A notebook developed by Nick Swanson-Hysell (https://github.com/Swanson-Hysell) for a presentation/tutorial at the Berkeley The Hacker Within Group (Berkeley Institute for Data Science, March 16, 2016; http://www.thehackerwithin.org/berkeley/posts/matplotlib-spring-2016).
This notebook was developed using a Python 3 kernel. The first portion of this Jupyter notebook illustrates some functionality using the base matplotlib module within the Jupyter notebook environment. Subsequent portions of the notebook utilize Basemap, mpld3, folium and bokeh which can be pip installed (pip install Basemap
) or if you are using the Anaconda distribution of Python (conda install Basemap
).
In [1]:
import matplotlib.pyplot as plt
import numpy as np
In [2]:
%matplotlib notebook
In [3]:
x_values = np.linspace(-np.pi, np.pi, 256, endpoint=True)
y_values = np.sin(x_values)
plt.plot(x_values, y_values)
plt.xlabel('x values')
plt.ylabel('y values')
plt.show()
In [4]:
%matplotlib inline
In [5]:
x_values = np.linspace(-np.pi, np.pi, 256, endpoint=True)
y_values = np.sin(x_values)
plt.plot(x_values, y_values)
plt.xlabel('x values')
plt.ylabel('y values')
plt.show()
In [6]:
plt.figure()
x_values = np.linspace(-np.pi, np.pi, 256, endpoint=True)
y_values = np.sin(x_values)
plt.plot(x_values, y_values)
plt.xlim(x_values.min()*1.1, x_values.max()*1.1)
plt.ylim(y_values.min()*1.1, y_values.max()*1.1)
plt.xlabel('x values')
plt.ylabel('y values')
plt.show()
In [7]:
from matplotlib import style
style.available
Out[7]:
In [8]:
style.use('fivethirtyeight')
plt.figure()
x_values = np.linspace(-np.pi, np.pi, 256, endpoint=True)
y_values = np.sin(x_values)
plt.plot(x_values, y_values)
plt.xlim(x_values.min()*1.1, x_values.max()*1.1)
plt.ylim(y_values.min()*1.1, y_values.max()*1.1)
plt.xlabel('x values')
plt.ylabel('y values')
plt.savefig('example_plot.svg')
plt.show()
In [9]:
%config InlineBackend.figure_format='retina'
In [10]:
plt.figure()
x_values = np.linspace(-np.pi, np.pi, 256, endpoint=True)

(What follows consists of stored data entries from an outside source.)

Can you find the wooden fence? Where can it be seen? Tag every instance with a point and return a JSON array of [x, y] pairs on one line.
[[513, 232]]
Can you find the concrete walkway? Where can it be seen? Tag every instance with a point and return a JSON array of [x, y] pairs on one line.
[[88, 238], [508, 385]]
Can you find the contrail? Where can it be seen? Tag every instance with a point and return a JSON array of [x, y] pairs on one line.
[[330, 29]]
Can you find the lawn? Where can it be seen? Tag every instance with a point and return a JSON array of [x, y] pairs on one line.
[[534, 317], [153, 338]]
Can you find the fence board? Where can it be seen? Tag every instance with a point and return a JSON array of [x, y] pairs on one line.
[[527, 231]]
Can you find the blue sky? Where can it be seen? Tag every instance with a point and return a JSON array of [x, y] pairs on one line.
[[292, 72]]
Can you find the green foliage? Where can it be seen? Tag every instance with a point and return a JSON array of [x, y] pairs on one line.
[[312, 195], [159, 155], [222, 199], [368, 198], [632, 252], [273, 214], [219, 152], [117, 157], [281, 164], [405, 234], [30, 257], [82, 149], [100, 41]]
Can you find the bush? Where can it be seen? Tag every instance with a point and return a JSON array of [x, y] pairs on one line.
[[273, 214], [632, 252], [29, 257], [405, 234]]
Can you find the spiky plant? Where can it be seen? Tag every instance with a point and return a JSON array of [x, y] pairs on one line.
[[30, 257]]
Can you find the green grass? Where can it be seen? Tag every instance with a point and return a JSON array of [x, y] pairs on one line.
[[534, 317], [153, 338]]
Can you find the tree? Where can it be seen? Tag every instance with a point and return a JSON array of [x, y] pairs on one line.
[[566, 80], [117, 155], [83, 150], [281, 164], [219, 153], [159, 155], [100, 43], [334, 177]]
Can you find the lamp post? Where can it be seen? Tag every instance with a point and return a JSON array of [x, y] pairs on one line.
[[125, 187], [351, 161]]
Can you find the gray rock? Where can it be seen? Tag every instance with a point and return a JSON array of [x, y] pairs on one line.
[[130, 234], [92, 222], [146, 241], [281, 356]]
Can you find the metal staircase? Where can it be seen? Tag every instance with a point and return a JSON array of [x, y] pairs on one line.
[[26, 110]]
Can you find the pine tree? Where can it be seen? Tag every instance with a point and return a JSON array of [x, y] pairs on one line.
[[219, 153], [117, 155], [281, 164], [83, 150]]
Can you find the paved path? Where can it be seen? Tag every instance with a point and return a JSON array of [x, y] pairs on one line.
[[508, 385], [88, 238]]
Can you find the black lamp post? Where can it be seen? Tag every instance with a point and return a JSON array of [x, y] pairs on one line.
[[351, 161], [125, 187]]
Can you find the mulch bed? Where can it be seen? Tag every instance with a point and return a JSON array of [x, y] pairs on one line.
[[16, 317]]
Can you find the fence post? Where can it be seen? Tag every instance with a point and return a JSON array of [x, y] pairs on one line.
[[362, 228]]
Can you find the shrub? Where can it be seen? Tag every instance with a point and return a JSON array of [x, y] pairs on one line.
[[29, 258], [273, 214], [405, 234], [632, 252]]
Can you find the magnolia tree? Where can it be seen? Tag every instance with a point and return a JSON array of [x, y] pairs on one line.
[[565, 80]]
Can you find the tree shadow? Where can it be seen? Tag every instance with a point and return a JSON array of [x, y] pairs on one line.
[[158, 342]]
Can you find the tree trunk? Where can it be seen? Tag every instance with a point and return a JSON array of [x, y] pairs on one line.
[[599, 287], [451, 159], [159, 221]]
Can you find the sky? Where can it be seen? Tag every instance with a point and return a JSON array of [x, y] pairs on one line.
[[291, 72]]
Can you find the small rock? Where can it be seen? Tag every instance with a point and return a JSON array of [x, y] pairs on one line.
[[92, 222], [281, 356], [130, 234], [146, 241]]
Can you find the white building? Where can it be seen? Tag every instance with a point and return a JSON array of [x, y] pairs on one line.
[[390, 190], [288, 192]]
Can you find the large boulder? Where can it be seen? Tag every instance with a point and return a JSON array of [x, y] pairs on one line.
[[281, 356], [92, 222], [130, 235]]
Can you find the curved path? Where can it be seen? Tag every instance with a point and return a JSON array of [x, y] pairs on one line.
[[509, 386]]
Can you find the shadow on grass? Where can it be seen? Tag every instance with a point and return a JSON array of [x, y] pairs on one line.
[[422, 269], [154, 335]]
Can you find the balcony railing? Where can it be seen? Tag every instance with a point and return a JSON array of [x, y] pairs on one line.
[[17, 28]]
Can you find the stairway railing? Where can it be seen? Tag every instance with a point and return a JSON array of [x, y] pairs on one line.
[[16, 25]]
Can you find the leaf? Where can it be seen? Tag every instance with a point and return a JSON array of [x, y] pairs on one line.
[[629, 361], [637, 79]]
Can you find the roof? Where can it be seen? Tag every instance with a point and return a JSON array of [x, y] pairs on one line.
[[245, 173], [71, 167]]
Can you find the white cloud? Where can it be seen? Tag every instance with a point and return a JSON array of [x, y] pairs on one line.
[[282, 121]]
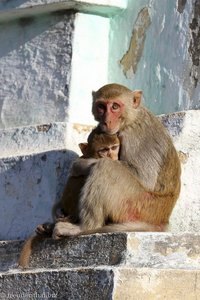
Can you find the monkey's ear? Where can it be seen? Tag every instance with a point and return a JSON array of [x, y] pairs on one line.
[[83, 147], [137, 96]]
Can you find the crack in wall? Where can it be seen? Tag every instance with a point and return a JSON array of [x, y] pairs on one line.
[[194, 47], [132, 57]]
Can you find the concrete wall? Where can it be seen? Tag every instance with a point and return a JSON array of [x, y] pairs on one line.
[[155, 47], [35, 69]]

y_values = np.sin(x_values)
plt.plot(x_values, y_values)
plt.xlim(x_values.min()*1.1, x_values.max()*1.1)
plt.ylim(y_values.min()*1.1, y_values.max()*1.1)
plt.xlabel('x values')
plt.ylabel('y values')
plt.show()
In [11]:
%config InlineBackend.figure_formats = {'svg',}
In [12]:
plt.figure()
x_values = np.linspace(-np.pi, np.pi, 256, endpoint=True)
y_values = np.sin(x_values)
plt.plot(x_values, y_values)
plt.xlim(x_values.min()*1.1, x_values.max()*1.1)

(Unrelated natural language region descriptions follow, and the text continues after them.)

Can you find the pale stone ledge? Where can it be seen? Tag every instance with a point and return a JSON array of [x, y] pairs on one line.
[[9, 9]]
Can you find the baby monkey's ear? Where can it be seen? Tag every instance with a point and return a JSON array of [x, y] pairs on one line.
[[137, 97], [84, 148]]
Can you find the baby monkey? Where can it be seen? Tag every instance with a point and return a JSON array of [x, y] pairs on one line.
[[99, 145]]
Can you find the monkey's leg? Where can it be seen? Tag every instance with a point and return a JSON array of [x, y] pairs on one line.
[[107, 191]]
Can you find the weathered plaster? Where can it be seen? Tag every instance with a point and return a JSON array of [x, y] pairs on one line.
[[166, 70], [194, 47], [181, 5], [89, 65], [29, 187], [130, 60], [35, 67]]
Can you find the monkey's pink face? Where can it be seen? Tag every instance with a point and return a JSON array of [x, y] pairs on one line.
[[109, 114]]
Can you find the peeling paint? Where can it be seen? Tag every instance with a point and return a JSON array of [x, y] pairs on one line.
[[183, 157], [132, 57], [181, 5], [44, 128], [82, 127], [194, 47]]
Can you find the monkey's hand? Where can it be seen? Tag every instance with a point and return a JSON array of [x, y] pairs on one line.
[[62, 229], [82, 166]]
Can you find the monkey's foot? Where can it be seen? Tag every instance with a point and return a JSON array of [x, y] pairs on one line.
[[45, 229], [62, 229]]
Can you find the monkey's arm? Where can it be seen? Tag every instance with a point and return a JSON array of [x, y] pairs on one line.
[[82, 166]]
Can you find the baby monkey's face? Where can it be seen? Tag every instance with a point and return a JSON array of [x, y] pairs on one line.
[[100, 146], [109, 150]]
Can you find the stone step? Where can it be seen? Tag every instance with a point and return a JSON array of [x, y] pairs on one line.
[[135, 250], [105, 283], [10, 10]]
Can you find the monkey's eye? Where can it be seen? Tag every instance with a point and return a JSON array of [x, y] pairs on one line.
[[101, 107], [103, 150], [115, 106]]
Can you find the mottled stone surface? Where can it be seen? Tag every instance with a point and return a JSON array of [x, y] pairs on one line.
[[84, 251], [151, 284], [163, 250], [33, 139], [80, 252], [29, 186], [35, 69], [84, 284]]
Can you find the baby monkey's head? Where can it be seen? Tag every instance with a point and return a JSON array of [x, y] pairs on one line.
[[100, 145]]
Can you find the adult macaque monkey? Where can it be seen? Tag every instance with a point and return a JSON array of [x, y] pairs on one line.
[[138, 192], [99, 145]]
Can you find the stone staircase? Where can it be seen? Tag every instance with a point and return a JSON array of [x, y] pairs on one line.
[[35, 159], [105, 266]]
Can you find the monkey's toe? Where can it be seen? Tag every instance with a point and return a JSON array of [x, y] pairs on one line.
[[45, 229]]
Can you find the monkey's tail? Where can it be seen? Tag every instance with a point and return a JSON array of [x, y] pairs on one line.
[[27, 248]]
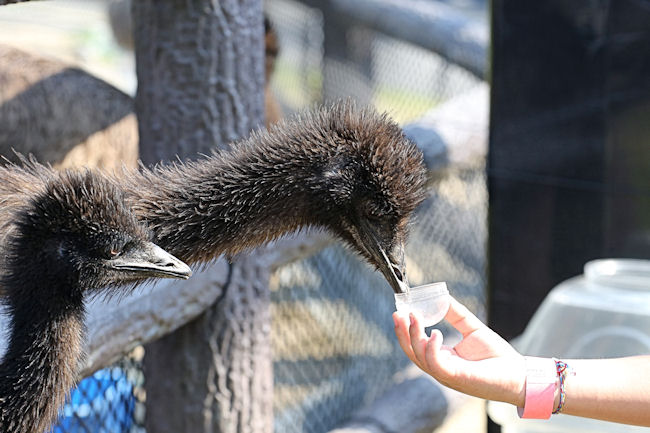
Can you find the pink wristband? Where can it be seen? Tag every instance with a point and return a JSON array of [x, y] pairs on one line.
[[541, 382]]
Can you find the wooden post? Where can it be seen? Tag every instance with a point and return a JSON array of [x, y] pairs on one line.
[[200, 72]]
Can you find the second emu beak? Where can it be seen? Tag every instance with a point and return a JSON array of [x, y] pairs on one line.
[[150, 260]]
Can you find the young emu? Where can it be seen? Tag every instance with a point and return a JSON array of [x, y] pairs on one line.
[[73, 236], [348, 170]]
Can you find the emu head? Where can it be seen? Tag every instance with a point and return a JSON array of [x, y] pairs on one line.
[[370, 183], [79, 230]]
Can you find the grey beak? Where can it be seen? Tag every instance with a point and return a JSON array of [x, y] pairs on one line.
[[394, 269], [149, 260], [390, 263]]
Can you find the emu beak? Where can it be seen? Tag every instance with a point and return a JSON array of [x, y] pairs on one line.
[[149, 260], [390, 263], [393, 267]]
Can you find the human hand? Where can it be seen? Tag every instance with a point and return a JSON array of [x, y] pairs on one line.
[[482, 364]]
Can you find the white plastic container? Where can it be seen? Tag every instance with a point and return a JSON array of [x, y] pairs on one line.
[[429, 302], [603, 313]]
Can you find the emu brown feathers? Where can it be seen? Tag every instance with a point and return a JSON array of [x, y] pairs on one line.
[[348, 170], [65, 235]]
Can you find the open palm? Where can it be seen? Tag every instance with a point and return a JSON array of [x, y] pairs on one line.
[[482, 364]]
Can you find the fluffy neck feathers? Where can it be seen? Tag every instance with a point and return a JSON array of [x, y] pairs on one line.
[[41, 362]]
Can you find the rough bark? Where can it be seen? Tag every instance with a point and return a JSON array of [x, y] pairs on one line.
[[200, 72]]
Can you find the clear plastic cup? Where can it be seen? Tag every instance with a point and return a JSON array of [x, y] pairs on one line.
[[429, 302]]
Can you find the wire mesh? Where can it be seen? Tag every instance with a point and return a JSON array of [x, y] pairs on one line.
[[109, 401]]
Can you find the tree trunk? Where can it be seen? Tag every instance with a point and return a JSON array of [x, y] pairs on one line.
[[200, 68]]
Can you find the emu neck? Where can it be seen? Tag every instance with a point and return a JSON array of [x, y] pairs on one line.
[[40, 365], [225, 204]]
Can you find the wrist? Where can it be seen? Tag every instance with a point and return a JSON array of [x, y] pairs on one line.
[[540, 389]]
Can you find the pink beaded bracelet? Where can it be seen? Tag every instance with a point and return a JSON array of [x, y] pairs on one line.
[[563, 370], [541, 382]]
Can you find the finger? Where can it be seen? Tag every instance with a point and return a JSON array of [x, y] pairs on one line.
[[402, 334], [462, 319], [432, 351], [418, 340]]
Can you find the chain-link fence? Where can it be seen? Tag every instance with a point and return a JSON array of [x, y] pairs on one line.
[[109, 401], [333, 341]]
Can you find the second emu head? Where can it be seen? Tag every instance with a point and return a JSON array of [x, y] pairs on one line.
[[80, 234]]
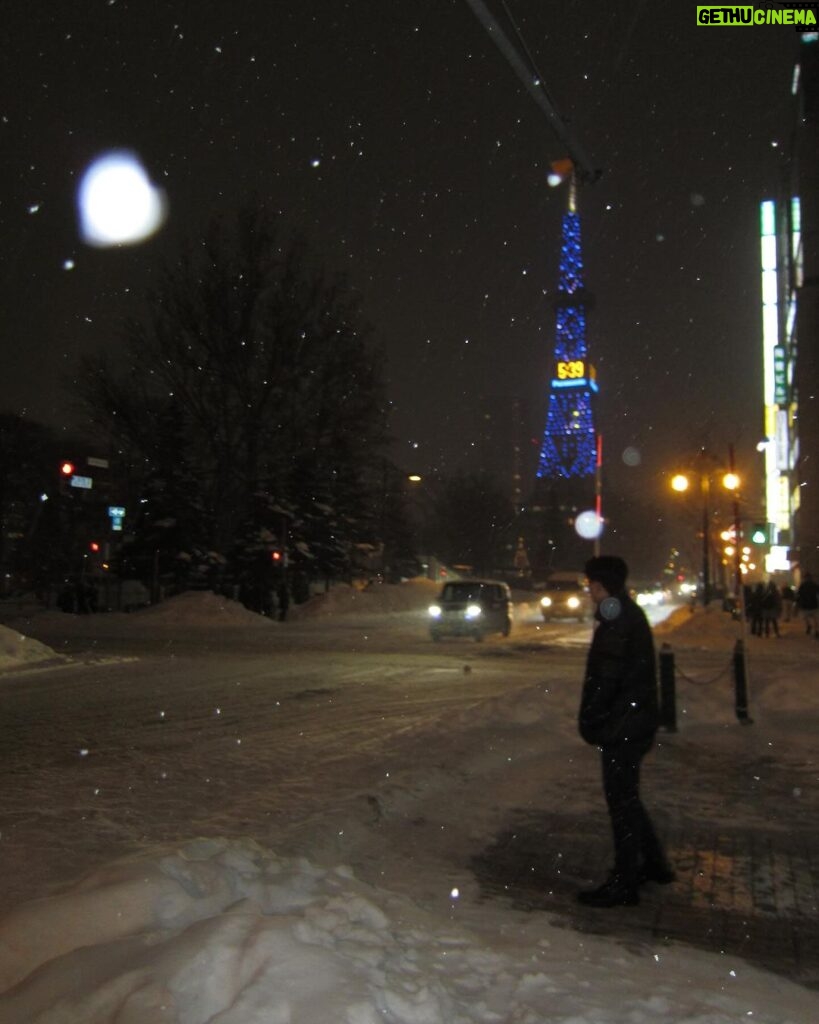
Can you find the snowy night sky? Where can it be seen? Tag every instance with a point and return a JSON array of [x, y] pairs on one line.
[[398, 139]]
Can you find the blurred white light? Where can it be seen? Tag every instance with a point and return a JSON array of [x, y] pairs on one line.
[[589, 524], [117, 203], [632, 457]]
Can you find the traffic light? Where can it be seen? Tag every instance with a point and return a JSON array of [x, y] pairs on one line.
[[759, 534]]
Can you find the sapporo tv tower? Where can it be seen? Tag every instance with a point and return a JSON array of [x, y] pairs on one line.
[[566, 506]]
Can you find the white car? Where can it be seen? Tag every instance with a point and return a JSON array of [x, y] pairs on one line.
[[565, 597]]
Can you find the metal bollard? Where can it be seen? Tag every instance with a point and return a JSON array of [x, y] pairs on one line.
[[667, 699], [740, 684]]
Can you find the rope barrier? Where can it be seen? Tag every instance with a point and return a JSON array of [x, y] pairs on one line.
[[705, 682]]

plt.ylim(y_values.min()*1.1, y_values.max()*1.1)
plt.xlabel('x values')
plt.ylabel('y values')
plt.savefig('plot.svg')
plt.show()
As of matplotlib 1.5, pandas dataframes can be plotted by column in plots such as plt.scatter(). To illustrate this capability, let's create a dataframe from a .csv of Pennsylvania fracking data. This dataset contains the production of unconventional gas wells for the month of December, 2015. It was downloaded from the Pennsylvania Department of Environmental Protection Oil and Gas Electronic Reporting website: https://www.paoilandgasreporting.state.pa.us/publicreports/
Importing the pandas module gives us a way to nicely import these data as a Dataframe.
In [15]:
import pandas as pd
In [16]:
PA_Frack_Wells_Dec = pd.read_csv('gas_data/Oil_Gas_Well_Historical_Production_Report.csv')
PA_Frack_Wells_Dec.head()
Out[16]:
In [17]:
PA_Frack_Wells_Dec.describe()
Out[17]:
In matplotlib, it is now possible to pass the name of Dataframe columns to be x and y within plt.scatter() as long as we set data equal to the name of the DataFrame which is PA_Frack_Wells_Dec.
In [18]:
style.use('seaborn-notebook')
plt.figure()
plt.scatter(x='Gas_Production_Days',y='Gas_Quantity',data=PA_Frack_Wells_Dec)
plt.xlabel('number of days of gas production (in Dec 2015)')
plt.ylabel('gas production (thousand cubic feet)')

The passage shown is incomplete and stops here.